Wraz z wprowadzeniem certyfikatu podróży od 1 lipca Polska będzie uznawać jedynie te szczepionki, które są lub będą w przyszłości rekomendowane przez Europejską Agencję Leków (EMA), poinformował premier Mateusz Morawiecki.
„Jeśli chodzi o rodzaje szczepionek […] to mogę powiedzieć, że my stosujemy zasadę akceptacji i uznania szczepionek uznanych przez Europejską Agencję Leków. Więc te szczepionki, które tam zostały uznane i stosowane są również w Polsce, będą uznawane” – powiedział Morawiecki podczas konferencji prasowej.
„Wszelkie te, które są lub zostaną zaakceptowane przez Europejską Agencję Leków” – dodał.
Dotychczas Europejska Agencja Leków rekomendowała cztery szczepionki: Pfizer-BioNTech, Moderna, Astra-Zeneca oraz Johnson&Johnson.
Niektóre kraje, jak np. Słowacja czy Węgry, dopuściły stosowanie rosyjskiej szczepionki Sputnik.
EMA prowadzi obecnie ocenę wniosków także dot. m.in. szczepionki rosyjskiej Sputnik oraz szczepionki chińskiej.

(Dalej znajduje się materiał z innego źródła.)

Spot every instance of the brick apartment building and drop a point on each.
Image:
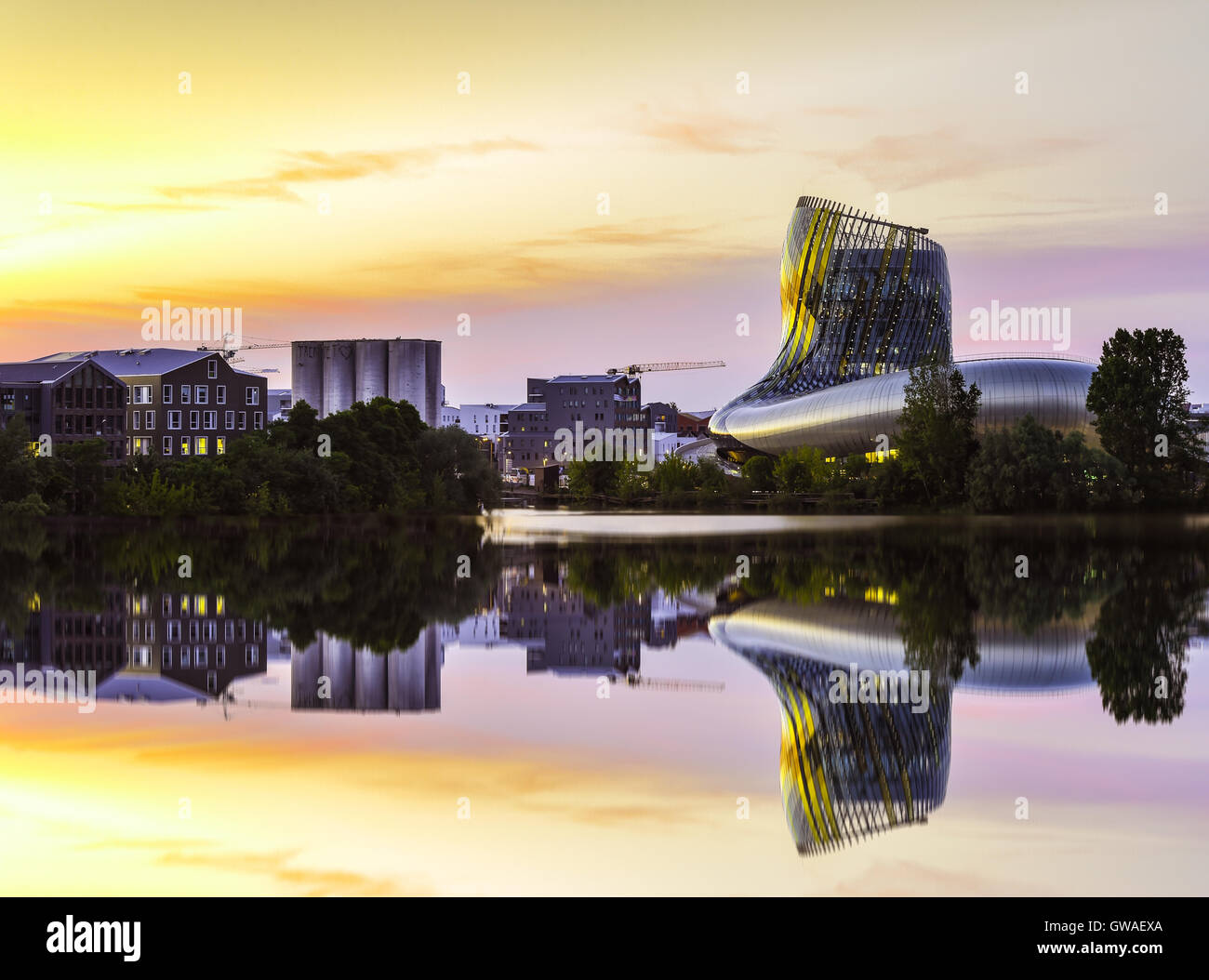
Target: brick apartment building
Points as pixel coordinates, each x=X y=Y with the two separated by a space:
x=181 y=403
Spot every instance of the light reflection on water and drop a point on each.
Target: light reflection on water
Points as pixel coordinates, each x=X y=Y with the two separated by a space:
x=657 y=682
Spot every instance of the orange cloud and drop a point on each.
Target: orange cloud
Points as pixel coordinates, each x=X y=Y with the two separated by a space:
x=314 y=166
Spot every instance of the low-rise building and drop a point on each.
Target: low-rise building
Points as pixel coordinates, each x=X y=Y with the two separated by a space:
x=181 y=403
x=71 y=400
x=596 y=402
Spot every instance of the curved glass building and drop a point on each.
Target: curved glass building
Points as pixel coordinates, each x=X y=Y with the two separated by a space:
x=862 y=301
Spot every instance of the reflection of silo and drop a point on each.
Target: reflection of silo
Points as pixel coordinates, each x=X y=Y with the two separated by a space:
x=306 y=669
x=370 y=694
x=431 y=412
x=371 y=370
x=415 y=674
x=338 y=665
x=339 y=376
x=307 y=376
x=407 y=367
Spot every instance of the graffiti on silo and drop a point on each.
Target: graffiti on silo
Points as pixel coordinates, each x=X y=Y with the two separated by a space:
x=307 y=377
x=407 y=372
x=339 y=376
x=371 y=370
x=331 y=375
x=432 y=408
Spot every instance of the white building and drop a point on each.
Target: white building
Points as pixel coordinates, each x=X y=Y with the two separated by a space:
x=486 y=419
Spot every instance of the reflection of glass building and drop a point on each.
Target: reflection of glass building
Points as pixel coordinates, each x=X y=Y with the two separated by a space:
x=853 y=770
x=1011 y=661
x=863 y=301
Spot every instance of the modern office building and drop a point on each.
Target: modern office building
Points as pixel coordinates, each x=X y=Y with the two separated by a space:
x=596 y=402
x=72 y=400
x=331 y=375
x=862 y=301
x=181 y=403
x=485 y=419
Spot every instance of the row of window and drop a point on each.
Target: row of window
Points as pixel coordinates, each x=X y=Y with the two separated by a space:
x=197 y=419
x=198 y=629
x=65 y=424
x=193 y=656
x=197 y=444
x=140 y=605
x=190 y=394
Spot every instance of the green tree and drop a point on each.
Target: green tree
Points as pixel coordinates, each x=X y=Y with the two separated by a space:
x=758 y=472
x=936 y=430
x=802 y=470
x=1137 y=394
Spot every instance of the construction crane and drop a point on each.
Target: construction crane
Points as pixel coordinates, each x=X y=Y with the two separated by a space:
x=673 y=684
x=675 y=365
x=229 y=351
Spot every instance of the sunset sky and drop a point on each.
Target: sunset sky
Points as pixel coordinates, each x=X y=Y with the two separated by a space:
x=486 y=203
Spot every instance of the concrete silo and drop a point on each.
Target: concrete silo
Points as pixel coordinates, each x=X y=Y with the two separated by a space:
x=339 y=375
x=406 y=374
x=307 y=374
x=371 y=370
x=432 y=410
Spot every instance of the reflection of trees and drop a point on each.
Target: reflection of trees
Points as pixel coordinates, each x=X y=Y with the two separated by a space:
x=375 y=583
x=608 y=573
x=1143 y=634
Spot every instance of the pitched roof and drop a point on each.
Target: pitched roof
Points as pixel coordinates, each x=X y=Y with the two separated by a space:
x=33 y=372
x=134 y=362
x=589 y=378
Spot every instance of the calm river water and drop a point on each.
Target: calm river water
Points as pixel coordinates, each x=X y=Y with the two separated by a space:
x=552 y=702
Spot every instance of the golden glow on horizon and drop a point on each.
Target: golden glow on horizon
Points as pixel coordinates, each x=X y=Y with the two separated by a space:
x=488 y=200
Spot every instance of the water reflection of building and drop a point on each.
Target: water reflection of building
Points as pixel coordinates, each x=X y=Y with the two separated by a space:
x=854 y=770
x=143 y=645
x=849 y=771
x=184 y=644
x=1048 y=658
x=91 y=640
x=566 y=632
x=331 y=673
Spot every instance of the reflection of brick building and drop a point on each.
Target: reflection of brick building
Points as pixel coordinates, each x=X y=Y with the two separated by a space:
x=359 y=680
x=192 y=638
x=69 y=640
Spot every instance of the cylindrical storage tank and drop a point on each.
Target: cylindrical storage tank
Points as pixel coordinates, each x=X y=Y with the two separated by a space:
x=432 y=411
x=406 y=372
x=371 y=367
x=307 y=374
x=339 y=376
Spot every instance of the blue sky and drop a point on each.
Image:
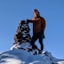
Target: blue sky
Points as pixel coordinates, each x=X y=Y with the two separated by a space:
x=12 y=11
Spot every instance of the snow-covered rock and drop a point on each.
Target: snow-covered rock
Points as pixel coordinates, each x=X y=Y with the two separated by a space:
x=19 y=56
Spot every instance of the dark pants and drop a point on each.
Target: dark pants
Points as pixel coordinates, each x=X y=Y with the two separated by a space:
x=35 y=37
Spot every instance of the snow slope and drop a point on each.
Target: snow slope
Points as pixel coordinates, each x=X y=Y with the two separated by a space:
x=19 y=56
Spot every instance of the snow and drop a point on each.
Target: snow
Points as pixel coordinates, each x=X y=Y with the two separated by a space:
x=19 y=56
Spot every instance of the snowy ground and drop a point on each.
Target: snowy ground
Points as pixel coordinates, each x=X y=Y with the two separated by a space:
x=23 y=57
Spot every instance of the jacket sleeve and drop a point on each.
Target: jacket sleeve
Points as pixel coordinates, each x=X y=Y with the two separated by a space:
x=43 y=22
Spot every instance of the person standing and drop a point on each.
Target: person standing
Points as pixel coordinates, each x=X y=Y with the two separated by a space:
x=39 y=25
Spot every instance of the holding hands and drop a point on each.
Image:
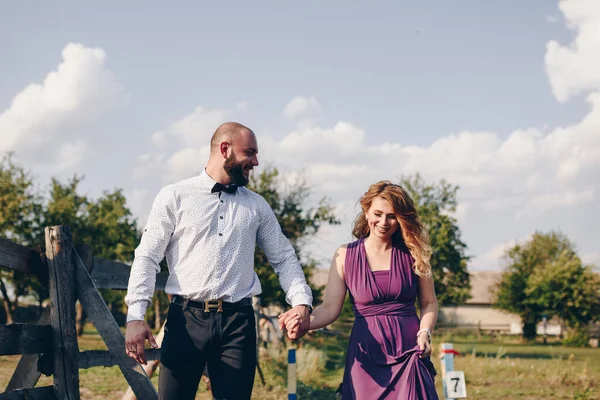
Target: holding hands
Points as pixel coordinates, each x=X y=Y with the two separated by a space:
x=296 y=321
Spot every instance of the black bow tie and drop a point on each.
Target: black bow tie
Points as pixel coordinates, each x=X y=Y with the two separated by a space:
x=219 y=187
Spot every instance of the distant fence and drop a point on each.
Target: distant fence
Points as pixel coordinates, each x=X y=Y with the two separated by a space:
x=50 y=346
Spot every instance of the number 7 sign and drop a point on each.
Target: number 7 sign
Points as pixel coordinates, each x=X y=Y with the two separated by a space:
x=455 y=385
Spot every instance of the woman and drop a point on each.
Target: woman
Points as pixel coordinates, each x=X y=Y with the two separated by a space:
x=384 y=270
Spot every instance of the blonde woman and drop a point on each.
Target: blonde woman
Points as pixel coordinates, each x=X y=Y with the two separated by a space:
x=385 y=270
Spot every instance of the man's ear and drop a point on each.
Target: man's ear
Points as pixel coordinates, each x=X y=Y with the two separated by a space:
x=224 y=148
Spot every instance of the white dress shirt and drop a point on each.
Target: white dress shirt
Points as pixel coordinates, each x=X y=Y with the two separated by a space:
x=209 y=241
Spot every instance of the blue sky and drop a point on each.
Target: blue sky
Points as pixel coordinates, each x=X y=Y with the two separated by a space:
x=466 y=91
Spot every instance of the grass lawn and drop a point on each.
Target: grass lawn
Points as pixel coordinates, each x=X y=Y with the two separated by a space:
x=494 y=369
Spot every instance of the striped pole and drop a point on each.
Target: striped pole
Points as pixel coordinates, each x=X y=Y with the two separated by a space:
x=292 y=374
x=447 y=364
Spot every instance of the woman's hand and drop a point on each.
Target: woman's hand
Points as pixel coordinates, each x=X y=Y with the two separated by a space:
x=423 y=340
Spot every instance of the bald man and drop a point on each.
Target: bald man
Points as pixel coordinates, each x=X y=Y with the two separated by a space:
x=208 y=227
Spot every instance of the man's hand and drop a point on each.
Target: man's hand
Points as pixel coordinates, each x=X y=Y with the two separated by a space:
x=136 y=334
x=297 y=314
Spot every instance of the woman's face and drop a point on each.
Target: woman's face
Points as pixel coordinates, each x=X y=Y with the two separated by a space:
x=381 y=218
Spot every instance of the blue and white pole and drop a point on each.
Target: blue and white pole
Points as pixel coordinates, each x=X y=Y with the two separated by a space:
x=292 y=374
x=447 y=365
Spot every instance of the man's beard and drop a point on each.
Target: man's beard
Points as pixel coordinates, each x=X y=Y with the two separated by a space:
x=235 y=171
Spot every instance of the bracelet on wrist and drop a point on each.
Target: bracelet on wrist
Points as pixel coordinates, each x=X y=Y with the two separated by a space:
x=424 y=330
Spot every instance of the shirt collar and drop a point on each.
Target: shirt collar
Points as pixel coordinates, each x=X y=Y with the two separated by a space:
x=205 y=181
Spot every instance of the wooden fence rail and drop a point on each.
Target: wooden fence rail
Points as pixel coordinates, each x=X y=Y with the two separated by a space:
x=51 y=346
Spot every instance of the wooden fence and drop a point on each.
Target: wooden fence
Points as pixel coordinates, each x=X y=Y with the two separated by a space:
x=50 y=346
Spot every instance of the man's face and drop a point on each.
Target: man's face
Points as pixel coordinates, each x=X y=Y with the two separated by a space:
x=242 y=158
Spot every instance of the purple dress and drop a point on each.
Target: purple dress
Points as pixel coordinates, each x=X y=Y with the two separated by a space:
x=383 y=357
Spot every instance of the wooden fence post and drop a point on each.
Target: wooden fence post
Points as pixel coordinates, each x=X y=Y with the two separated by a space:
x=59 y=245
x=107 y=327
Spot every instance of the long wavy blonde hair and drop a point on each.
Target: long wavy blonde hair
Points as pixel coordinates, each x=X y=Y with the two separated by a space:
x=411 y=231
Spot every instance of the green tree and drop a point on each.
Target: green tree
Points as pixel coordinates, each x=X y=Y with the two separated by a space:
x=20 y=209
x=105 y=224
x=567 y=288
x=298 y=223
x=544 y=276
x=436 y=204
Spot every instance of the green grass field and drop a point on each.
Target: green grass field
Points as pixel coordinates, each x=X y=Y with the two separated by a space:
x=500 y=368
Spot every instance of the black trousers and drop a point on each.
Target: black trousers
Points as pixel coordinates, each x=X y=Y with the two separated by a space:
x=224 y=342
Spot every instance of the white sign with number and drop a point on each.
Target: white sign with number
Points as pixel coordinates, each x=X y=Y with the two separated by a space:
x=455 y=385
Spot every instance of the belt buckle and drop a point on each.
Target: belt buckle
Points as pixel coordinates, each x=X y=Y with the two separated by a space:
x=210 y=305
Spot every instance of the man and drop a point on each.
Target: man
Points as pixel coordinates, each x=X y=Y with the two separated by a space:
x=207 y=228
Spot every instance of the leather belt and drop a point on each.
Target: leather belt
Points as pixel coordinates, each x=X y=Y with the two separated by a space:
x=209 y=305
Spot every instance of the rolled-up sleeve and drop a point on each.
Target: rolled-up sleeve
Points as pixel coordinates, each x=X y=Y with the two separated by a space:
x=149 y=253
x=281 y=255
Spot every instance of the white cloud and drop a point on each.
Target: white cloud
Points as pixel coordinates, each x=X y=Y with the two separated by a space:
x=299 y=106
x=194 y=130
x=52 y=122
x=575 y=68
x=591 y=258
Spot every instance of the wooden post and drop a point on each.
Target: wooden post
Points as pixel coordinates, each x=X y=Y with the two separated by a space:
x=27 y=373
x=107 y=327
x=59 y=246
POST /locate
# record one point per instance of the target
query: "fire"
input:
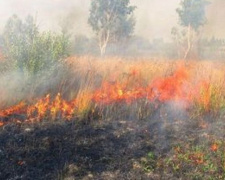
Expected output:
(176, 87)
(53, 109)
(214, 147)
(17, 109)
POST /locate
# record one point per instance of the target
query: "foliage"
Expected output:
(29, 50)
(192, 12)
(111, 20)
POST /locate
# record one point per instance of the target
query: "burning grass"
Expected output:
(176, 107)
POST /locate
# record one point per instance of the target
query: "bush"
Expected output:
(30, 51)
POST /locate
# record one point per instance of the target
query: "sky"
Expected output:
(154, 18)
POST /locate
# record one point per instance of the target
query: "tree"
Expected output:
(111, 20)
(30, 51)
(192, 16)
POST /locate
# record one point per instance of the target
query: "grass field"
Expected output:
(115, 118)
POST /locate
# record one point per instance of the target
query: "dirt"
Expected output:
(106, 149)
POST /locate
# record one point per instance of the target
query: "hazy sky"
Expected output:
(154, 18)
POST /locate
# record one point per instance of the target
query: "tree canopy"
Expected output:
(192, 12)
(111, 20)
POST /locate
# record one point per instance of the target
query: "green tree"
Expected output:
(30, 51)
(192, 16)
(111, 20)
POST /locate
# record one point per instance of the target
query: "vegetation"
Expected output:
(111, 20)
(78, 116)
(30, 51)
(192, 16)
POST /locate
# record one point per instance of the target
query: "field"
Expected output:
(115, 118)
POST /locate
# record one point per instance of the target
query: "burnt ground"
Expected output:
(106, 149)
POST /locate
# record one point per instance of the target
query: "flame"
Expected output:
(17, 109)
(214, 147)
(176, 87)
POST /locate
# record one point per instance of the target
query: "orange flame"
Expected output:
(176, 87)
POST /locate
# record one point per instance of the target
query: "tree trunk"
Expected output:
(188, 42)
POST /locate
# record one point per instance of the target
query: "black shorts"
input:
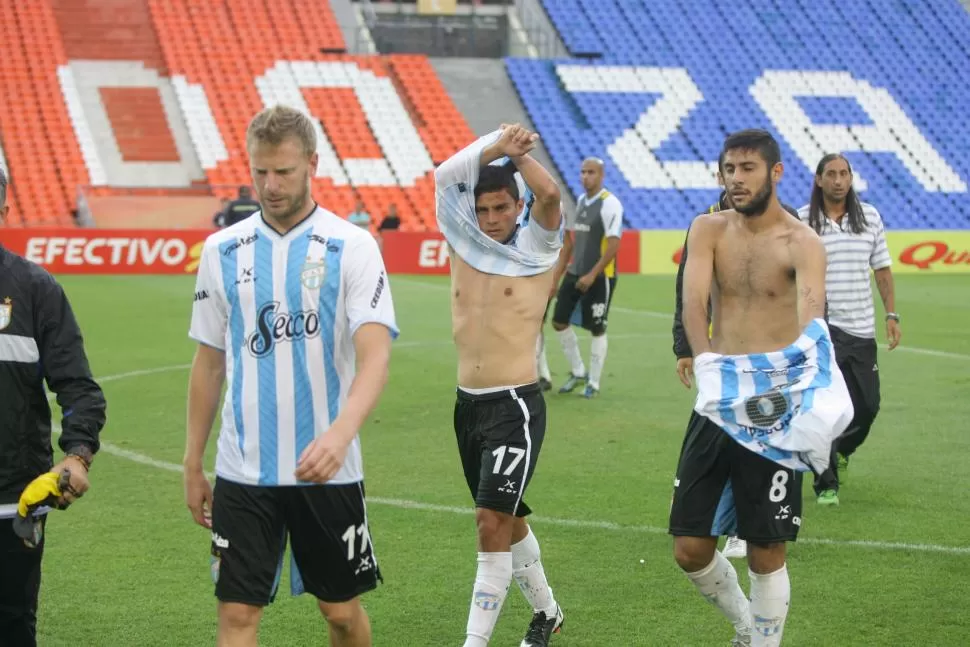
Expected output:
(856, 357)
(499, 437)
(594, 304)
(713, 469)
(333, 558)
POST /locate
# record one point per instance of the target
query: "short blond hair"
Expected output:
(273, 125)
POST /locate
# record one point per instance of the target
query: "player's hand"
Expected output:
(78, 482)
(685, 370)
(583, 282)
(323, 457)
(893, 333)
(198, 496)
(516, 141)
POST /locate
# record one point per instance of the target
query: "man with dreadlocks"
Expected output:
(855, 241)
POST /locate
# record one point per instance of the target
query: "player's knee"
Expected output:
(342, 617)
(236, 616)
(766, 558)
(494, 528)
(692, 553)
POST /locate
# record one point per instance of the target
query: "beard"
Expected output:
(292, 205)
(759, 203)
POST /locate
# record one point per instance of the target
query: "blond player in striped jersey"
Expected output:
(855, 244)
(292, 309)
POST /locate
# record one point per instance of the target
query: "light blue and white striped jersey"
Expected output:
(787, 405)
(532, 250)
(285, 309)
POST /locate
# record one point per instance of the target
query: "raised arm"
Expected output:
(809, 258)
(547, 208)
(698, 274)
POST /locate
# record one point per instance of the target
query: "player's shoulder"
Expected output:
(610, 199)
(803, 237)
(239, 231)
(715, 221)
(870, 213)
(329, 225)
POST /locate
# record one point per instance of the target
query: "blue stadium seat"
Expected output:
(917, 51)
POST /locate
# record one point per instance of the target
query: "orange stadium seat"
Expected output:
(230, 54)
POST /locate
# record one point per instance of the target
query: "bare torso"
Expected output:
(754, 296)
(495, 324)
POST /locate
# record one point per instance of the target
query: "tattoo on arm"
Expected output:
(810, 300)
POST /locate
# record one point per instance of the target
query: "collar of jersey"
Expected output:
(297, 229)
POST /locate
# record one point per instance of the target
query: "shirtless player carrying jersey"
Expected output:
(501, 274)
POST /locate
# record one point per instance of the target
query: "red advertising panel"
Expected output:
(109, 251)
(177, 251)
(427, 253)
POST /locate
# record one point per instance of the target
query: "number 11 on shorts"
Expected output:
(348, 537)
(499, 455)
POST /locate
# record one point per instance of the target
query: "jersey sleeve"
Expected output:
(569, 215)
(612, 215)
(209, 308)
(367, 292)
(880, 258)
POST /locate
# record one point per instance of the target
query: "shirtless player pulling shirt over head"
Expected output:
(501, 274)
(770, 395)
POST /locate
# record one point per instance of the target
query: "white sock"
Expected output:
(570, 346)
(491, 585)
(597, 358)
(718, 583)
(770, 595)
(530, 576)
(541, 361)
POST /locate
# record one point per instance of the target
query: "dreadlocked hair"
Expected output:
(816, 216)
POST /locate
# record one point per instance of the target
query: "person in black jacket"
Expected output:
(39, 341)
(240, 208)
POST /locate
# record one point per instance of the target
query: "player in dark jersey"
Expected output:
(589, 277)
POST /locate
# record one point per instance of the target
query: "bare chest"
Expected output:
(475, 293)
(753, 267)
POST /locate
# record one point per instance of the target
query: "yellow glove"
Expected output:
(46, 489)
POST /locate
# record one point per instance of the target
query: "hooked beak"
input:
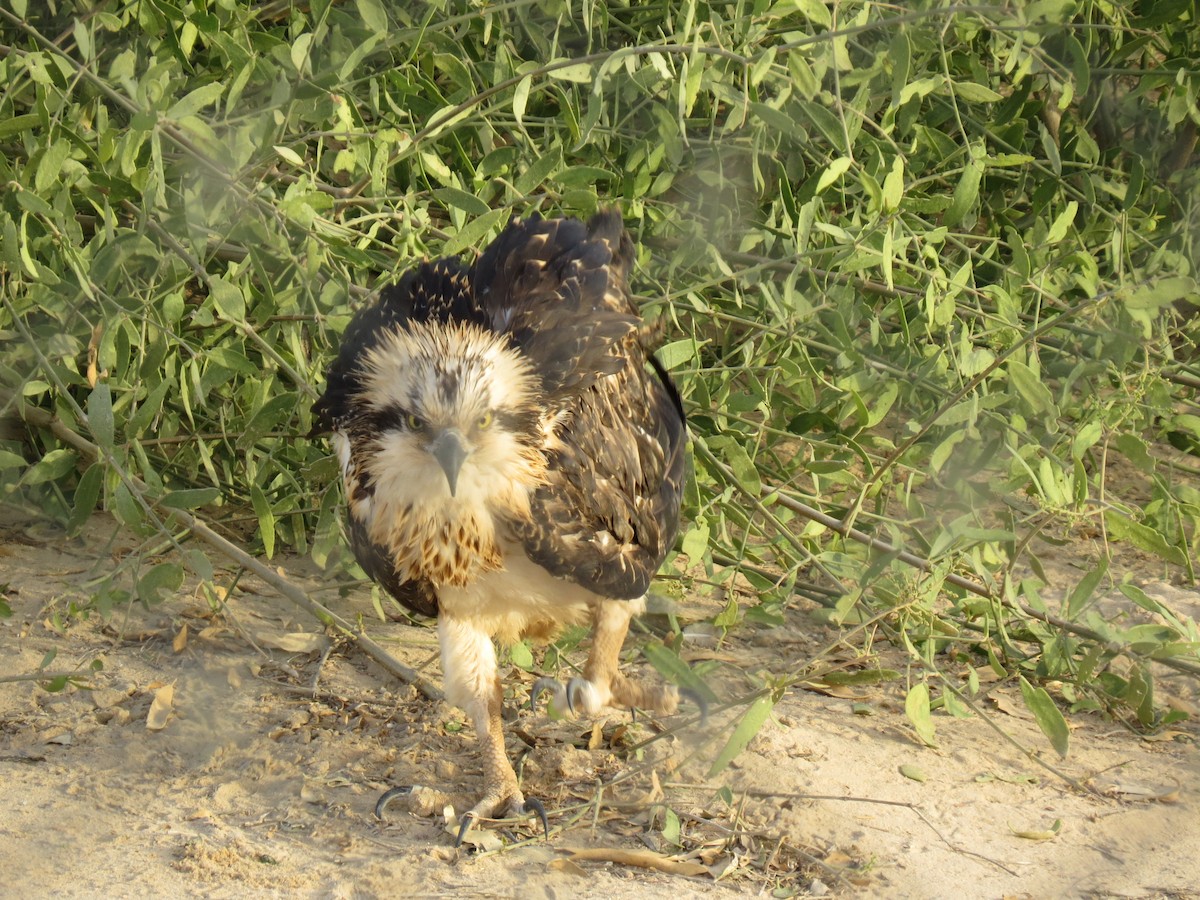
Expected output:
(448, 449)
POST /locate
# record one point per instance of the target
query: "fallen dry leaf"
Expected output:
(161, 707)
(294, 641)
(639, 858)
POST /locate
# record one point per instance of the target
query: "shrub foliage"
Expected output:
(927, 275)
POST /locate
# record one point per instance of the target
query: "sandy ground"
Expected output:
(239, 753)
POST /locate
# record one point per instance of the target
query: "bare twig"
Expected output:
(286, 588)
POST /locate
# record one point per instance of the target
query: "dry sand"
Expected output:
(252, 784)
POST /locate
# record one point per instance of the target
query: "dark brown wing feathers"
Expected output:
(609, 511)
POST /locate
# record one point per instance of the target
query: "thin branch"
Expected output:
(198, 528)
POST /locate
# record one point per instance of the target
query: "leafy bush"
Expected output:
(928, 280)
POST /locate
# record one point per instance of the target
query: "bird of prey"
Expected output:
(513, 457)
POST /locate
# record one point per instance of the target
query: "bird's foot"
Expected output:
(577, 696)
(581, 696)
(496, 804)
(511, 804)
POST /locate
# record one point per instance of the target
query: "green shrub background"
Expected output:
(927, 271)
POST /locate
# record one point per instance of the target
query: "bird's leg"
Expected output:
(468, 666)
(603, 684)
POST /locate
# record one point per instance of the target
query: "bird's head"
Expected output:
(455, 411)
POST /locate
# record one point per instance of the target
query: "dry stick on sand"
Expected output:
(41, 419)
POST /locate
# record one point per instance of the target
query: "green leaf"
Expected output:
(521, 655)
(1062, 223)
(966, 191)
(541, 168)
(1027, 385)
(751, 723)
(161, 580)
(675, 670)
(196, 101)
(100, 415)
(1159, 293)
(9, 460)
(521, 97)
(475, 231)
(85, 498)
(51, 166)
(289, 156)
(833, 172)
(975, 93)
(1086, 588)
(579, 72)
(916, 707)
(913, 773)
(1121, 527)
(51, 467)
(190, 498)
(265, 519)
(1048, 717)
(375, 16)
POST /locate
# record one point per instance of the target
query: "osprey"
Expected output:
(513, 459)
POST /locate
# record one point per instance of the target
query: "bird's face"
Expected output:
(454, 408)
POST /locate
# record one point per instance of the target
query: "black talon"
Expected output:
(534, 805)
(699, 701)
(467, 819)
(539, 687)
(573, 687)
(389, 796)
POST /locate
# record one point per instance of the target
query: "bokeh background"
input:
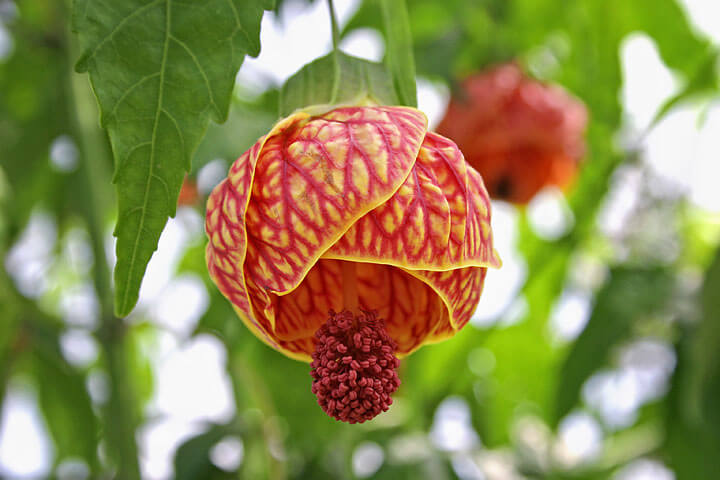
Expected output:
(593, 353)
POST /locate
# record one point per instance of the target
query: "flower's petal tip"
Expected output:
(496, 261)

System certyfikatów, wejdzie w życie od 1 lipca 2021 roku na 12 miesięcy. Certyfikaty nie będą warunkiem swobodnego przemieszczania się i nie będą traktowane jako dokumenty podróży.
Certyfikaty mają być wydawane nieodpłatnie przez władze krajowe. Można je będzie otrzymać w formacie cyfrowym lub papierowym, w obu przypadkach z kodem QR. Certyfikaty będą zaświadczać, że ich posiadacze są zaszczepieni przeciwko COVID-19, mają negatywny wynik testu lub przeszli chorobę. W praktyce będą to więc trzy odrębne dokumenty. Dzięki wspólnym unijnym przepisom ramowym certyfikaty te będzie można zweryfikować, będą uznawane we wszystkich państwach członkowskich w całej Unii i będą zabezpieczone przed fałszowaniem.